By Felix Durumbah, Abuja
Panic spread through individual and corporate residents of the nation’s capital, Abuja, today as Federal Capital Territory Administration (FCTA) moved swiftly to shut some visible business outlets over the latter’s failure to pay the statutory ground rent on their premises.
Sealed were an Access Bank branch and a Total petrol station located in high brow Wuse.
FCTA accused them of non-payment of ground rent for 34 years, saying about N6.9billion in total is being owed the Administration by several defaulters.
Ground rent,in legal terms, refers to regular payments made by a holder of a leasehold property to a superior leaseholder, as required under a lease. A ground rent is created when a freehold piece of land is sold on a long lease or leases.
The ground rent provides an income for the landowner.
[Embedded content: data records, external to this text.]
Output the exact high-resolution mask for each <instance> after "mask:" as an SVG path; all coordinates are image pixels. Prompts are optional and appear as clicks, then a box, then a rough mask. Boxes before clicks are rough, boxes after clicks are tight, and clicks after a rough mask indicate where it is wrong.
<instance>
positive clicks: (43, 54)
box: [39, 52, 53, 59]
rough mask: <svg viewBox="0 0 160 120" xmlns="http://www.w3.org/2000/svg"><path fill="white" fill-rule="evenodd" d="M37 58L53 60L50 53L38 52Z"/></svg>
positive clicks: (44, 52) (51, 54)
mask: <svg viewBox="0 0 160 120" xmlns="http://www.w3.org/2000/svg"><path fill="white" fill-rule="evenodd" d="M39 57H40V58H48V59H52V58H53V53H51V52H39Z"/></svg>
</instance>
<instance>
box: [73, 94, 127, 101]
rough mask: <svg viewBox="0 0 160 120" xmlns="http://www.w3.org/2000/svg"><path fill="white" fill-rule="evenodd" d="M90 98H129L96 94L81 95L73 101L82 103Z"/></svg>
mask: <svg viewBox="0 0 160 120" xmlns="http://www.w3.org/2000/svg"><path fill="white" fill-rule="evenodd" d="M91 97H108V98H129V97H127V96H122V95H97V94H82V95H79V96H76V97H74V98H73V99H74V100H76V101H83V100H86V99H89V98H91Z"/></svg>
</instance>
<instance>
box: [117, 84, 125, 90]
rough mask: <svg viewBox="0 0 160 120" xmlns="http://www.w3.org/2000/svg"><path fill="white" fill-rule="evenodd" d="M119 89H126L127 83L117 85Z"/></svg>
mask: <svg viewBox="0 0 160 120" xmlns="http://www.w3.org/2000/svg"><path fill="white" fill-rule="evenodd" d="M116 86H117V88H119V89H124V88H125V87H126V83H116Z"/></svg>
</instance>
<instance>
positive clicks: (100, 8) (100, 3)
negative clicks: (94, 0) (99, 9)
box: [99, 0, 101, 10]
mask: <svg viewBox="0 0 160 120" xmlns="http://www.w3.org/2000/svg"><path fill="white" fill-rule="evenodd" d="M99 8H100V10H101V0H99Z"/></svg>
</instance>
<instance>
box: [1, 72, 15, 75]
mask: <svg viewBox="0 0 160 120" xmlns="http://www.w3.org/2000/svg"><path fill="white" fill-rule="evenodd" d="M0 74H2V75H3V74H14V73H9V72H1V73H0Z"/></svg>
In economics, ground rent is a form of economic rent.
The closure of both popular outlets is perceived as part of a wider crackdown to compel obedience to the law and spark payments by debtors, with today’s shutdowns currently sparking intense internal movements,meetings and actions within several firms and others to stump up the owed monies to pay their dues.
Last week, FCT Minister, Barrister Nyesom Wike, through his media aide, Lere Olayinka, had served notice that, beginning today, the Administration would start exercising possession rights on revoked 4,794 land titles located in Abuja’s choice districts of Wuse 1, Wuse 2, Maitama, Asokoro, Garki 1 and Garki 2.
Wike had in the past justified the revocations, saying they were executed in consonance with Section 28(5) of the Land Use Act, which empowers government to reclaim land from titleholders who fail to meet the conditions of their occupancy rights.
In today’s closure, FCTA said both business outlets paid deaf ears to months of appeals to pay up or face the consequences.
In the case of Access Bank, it added that the premises upon which the bank sits is officially allocated to another firm, Rana Tahir Furniture Nigeria Limited, and not directly to the financial institution.
In a letter to the bank, which was signed by FCTA Director of Land Administration, Mr Chijioke Nwankwoeze, and dated March 13, 2025, the Administration stated: “The Minister of Federal Capital Territory has in the exercise of powers conferred on him under the Land Use Act No. 6 of 1978, Cap. L5, Laws of the Federation of Nigeria 2004, revoked your rights, interests and privileges over Plot No. 2456 within Wuse I, Cadastral Zone A02, Abuja.”
The correspondence pointed to the bank’s alleged continued default in ground rent payment as reason for the revocation.
It continued: “The revocation is in view of your continued contravention of the terms and conditions of grant of the Right of Occupancy by failing to pay the annual ground rents due on the property for Thirty Four (34) years.”
It stressed that many prior correspondences and publications had been made on the matter in the past two years, yet the bank demurred to comply.